Its return value was not checked at all but directly run through
snd_pcm_frames_to_bytes. In error case, this returns a negative number (a
corresponding multiple of the true error code). The event processor only checks
for the returned value > 0 and returns from the event handling method
immediately. So, none of the methods that handle the broken pipe condition in
AudioIOALSA ever gets called.
As a result, the select statement of the event dispatcher immediately returns
because bytes could be written to output, the event dispatcher calles the
corresponding event handler which immediately returns because it assumes that
it can't put any bytes to output. This results in the described busy hang of
artsd, even a machine hang if artsd is run with "real time priority" settings.
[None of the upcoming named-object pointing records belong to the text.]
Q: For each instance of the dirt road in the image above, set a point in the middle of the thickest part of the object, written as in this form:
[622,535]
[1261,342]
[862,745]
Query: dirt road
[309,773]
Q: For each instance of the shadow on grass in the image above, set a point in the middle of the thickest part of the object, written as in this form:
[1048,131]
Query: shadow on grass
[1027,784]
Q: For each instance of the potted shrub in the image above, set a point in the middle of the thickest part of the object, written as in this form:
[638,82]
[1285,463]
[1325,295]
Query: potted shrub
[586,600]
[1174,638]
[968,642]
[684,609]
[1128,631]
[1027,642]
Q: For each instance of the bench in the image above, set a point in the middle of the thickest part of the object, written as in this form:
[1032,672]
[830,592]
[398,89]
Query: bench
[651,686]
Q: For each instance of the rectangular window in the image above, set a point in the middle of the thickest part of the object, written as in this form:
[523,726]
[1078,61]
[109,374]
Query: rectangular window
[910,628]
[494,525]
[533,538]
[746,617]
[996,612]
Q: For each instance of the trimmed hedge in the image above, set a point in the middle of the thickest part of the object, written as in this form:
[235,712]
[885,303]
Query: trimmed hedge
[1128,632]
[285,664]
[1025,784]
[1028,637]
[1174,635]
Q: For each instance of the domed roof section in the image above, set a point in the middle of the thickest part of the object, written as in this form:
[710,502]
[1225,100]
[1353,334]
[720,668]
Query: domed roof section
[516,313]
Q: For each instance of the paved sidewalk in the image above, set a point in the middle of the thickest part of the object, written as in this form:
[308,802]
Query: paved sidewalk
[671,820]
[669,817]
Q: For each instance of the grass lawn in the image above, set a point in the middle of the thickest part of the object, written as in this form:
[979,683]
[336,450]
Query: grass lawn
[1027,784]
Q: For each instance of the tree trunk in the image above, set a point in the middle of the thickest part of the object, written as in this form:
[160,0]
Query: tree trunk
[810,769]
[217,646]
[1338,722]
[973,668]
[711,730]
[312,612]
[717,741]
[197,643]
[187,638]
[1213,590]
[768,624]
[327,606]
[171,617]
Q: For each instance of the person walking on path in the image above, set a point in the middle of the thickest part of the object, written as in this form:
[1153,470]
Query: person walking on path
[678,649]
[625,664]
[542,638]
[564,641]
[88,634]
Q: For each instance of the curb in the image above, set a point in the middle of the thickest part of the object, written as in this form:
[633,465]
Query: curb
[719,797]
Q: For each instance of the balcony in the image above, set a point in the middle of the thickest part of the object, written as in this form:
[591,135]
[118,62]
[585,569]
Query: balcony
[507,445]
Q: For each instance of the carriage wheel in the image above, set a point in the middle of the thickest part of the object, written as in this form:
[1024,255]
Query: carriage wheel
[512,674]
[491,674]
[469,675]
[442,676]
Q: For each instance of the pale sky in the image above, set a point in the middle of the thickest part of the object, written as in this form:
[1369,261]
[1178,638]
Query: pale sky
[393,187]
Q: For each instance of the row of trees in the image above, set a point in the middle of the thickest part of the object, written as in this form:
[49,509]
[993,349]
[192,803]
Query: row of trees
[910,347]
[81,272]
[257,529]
The patch I appended consists of copying the usual failure recovery from the
broken pipe condition found e.g. in the playback methods AudioIOALSA to the
getParam method. In practise, these work well, i.e. the audio channel has
always been usable after returning from the method in all my tests.
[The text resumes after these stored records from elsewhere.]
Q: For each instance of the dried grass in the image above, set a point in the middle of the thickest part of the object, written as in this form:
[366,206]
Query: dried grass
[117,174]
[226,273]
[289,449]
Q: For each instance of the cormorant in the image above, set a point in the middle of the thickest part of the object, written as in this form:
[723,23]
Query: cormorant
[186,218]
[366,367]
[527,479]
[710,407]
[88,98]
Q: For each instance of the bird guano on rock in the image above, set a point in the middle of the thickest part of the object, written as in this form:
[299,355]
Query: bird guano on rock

Additionally, I put a test into audiosubsys to abort artsd in the case that the
event handling function for the "ready to write" event finds that no bytes are
free on the output channel - this appears to be an obviously inconsistency in
the sound system, no matter what the underlying implementation is. I did not
test this, however, with other implementations than AudioIOALSA.
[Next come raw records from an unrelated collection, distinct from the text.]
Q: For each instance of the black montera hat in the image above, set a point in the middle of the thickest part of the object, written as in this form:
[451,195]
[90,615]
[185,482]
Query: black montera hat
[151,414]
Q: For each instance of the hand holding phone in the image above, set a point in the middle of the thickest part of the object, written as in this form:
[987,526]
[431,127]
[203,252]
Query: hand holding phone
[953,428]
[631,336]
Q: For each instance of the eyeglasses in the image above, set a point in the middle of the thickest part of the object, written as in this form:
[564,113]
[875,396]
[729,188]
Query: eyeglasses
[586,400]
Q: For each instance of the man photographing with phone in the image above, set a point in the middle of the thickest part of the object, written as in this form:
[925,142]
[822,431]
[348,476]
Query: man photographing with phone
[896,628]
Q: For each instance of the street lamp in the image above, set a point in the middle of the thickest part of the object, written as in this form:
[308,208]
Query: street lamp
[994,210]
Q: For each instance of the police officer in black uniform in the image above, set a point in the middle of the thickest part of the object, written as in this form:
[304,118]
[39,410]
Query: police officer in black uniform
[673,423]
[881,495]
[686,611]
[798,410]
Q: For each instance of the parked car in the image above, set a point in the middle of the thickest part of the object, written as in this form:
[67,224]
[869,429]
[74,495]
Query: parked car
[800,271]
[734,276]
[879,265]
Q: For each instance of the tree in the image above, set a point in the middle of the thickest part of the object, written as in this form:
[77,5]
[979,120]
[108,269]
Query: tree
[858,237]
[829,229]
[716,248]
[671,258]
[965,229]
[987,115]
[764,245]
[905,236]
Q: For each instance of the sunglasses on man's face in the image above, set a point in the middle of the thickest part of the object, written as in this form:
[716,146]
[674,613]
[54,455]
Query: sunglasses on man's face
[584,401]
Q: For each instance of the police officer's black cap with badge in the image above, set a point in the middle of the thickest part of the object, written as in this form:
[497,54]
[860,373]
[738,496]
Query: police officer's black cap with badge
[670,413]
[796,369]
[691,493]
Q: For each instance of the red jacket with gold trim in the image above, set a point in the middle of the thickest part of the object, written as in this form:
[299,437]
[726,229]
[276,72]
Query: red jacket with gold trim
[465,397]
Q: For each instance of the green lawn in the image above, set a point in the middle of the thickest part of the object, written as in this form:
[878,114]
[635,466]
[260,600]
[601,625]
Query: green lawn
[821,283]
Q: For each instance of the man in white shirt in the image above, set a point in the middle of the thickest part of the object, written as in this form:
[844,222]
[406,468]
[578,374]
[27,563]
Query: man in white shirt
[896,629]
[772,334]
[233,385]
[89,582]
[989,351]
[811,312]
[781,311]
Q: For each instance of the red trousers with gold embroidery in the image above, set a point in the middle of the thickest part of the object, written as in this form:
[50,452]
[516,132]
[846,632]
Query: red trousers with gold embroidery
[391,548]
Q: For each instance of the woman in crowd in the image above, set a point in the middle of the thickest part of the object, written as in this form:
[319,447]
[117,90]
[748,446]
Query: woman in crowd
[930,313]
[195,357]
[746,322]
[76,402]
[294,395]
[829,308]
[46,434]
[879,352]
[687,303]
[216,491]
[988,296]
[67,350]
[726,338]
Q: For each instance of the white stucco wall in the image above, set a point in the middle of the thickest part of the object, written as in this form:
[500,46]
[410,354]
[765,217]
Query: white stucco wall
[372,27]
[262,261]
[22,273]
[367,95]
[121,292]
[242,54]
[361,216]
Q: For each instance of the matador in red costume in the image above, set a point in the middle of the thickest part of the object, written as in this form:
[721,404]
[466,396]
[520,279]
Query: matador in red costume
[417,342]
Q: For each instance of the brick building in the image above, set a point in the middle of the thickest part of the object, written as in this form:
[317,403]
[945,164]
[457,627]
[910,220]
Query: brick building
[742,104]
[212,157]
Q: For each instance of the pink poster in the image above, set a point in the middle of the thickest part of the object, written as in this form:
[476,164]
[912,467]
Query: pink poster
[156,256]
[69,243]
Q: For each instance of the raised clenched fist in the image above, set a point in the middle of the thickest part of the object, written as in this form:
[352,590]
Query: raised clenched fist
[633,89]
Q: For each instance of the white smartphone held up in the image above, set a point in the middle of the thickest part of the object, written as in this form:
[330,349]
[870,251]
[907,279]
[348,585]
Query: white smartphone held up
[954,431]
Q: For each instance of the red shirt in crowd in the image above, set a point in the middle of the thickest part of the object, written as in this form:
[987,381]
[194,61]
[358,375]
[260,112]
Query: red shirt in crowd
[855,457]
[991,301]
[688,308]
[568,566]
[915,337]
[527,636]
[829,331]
Nice, but you cannot assume you can write just because ALSA has restarted you. Far too many drivers are buggy and just restarts the client every now and then.
Created attachment 8734 [details]
Restart pcm channels with PIPE error condition also from getParam method
I now put the error checking/restart/xrun code into a separate method to be
used from all methods where it may be relevant. The idea is that the
handleError method checks a supplied return code for error conditions it can
handle. If so, it will restart or xrun the relevant pcm channel and return
-EAGAIN to the caller. So, getParam wraps handleError around the called
function, and if the result is -EAGAIN, calles that function again.
It already safes a lot of code duplication, though still the solution is not
too elegant, as the caller still has to check for a certain error condition and
re-call the failed function. To cure this design flaw, I can only think of a
hierarchy of sound action objects that describe a specific alsa call each and
are supplied to an issueCall method or so, that handles error checking and
re-calling itself. But this again seems to be stupidly over-designed.
The problem is still there in Version 1.4.3
It's gone for a while. Probably with version 1.5.